WASHINGTON (AP) — Hillary Clinton's campaign Monday said that the Obama administration "owes it to the American people" to tell what it knows about Russian hacking of Clinton campaign emails and those of the Democratic National Committee as it attempted to sway last month's election.
Clinton campaign chairman John Podesta, whose emails were stolen and posted on the internet, said "never before in the history of our Republic have we seen such an effort to undermine the bedrock of our democracy."
Podesta said the campaign supports an effort by a handful of members of the Electoral College, including a Republican who says he won't vote for President-elect Donald Trump, to be briefed on U.S. intelligence on potential links between Trump's campaign and Russia.

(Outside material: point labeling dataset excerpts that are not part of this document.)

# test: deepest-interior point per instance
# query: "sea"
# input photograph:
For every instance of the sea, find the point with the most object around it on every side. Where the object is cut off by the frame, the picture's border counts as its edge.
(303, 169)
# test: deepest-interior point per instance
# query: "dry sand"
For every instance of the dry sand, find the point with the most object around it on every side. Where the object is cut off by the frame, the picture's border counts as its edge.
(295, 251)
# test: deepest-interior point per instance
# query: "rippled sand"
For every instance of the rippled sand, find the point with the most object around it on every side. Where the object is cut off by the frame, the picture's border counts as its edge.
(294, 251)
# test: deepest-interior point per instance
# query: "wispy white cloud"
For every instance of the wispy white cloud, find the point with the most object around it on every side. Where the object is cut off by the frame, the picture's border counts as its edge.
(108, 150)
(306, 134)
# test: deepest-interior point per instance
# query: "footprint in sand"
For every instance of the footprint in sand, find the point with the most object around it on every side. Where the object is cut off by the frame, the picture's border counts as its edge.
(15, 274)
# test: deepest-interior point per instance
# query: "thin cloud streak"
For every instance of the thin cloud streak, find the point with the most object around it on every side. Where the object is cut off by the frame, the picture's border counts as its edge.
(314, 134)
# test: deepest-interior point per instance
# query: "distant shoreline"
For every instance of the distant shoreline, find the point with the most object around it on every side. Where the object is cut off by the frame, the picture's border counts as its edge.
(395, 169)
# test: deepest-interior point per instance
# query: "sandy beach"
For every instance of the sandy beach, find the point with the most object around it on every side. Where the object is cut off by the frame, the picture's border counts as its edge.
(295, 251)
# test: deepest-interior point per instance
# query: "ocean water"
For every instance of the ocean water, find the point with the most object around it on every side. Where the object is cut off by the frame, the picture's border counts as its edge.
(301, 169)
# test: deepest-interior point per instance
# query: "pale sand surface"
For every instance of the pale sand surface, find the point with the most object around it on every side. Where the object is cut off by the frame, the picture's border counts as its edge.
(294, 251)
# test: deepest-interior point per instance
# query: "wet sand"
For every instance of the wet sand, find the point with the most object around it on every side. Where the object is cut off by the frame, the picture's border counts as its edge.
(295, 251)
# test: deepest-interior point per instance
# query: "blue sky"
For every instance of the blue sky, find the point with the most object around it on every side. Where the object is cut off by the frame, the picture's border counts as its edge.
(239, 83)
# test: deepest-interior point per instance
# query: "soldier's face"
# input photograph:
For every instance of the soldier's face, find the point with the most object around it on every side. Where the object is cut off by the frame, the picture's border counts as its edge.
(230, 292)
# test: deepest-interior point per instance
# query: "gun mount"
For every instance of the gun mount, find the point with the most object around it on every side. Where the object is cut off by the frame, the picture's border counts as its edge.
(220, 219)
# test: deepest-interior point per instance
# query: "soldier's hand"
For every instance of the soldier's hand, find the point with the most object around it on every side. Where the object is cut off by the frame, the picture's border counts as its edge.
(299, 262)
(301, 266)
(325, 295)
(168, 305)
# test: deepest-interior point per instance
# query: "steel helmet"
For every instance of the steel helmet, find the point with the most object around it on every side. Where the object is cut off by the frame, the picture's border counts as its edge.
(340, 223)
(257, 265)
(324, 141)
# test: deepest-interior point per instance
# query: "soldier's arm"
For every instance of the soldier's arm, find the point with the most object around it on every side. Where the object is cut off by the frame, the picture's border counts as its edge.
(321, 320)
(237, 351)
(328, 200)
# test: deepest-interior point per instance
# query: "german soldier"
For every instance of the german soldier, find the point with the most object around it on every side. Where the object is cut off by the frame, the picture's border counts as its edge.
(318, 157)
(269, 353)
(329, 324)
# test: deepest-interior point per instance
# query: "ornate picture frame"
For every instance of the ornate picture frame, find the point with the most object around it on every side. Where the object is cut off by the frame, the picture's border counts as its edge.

Ten electors on Monday released an "open letter" to Director of National Intelligence James Clapper requesting information about ongoing investigations on ties between Trump and "Russian government interference in the election."
Podesta agrees with Senate Intelligence Democrats who last week called for President Barack Obama to declassify and make public intelligence information on Russia's attempts to interfere in the election.
"The administration owes it to the American people to explain what it knows regarding the extent and manner of Russia's interference and this be done as soon as possible," Podesta said in a statement.
The letter from the electors, released on the social media site Medium, was written by Christine Pelosi, the daughter of top House Democrat Nancy Pelosi of California.
Minority Leader Pelosi, D-Calif., who receives super-secret intelligence as one of the top leaders of Congress, followed hours later with a call for an investigation by an independent commission.
"The U.S. intelligence community has determined that Russia interfered in U.S. elections," Pelosi said. "There must be no equivocation or ignoring the seriousness of the intelligence community's conclusion about Russia's actions."
None of the electors is likely to vote for Trump anyway. The votes are cast on Dec. 19.
Nine are Democrats and the sole Republican to sign the letter is Chris Suprun, a Texas paramedic who says he won't vote for Trump, citing a Federalist paper by Alexander Hamilton that says electors must determine that the president is qualified and independent from foreign influence.
Suprun attracted national attention with a New York Times column last week in which he said Trump is "someone who shows daily he is not qualified for the office."
The letter says the Founding Fathers envisioned the Electoral College as a deliberative body and not simply a rubber stamp to ratify the results.
"The Constitution envisions the Electoral College as a deliberative body that plays a critical role in our system of government — ensuring that the American people elect a president who is constitutionally qualified and fit to serve," the electors wrote.
Twenty-nine states and the District of Columbia have passed laws designed to bind members of the Electoral College so that they are not "faithless electors."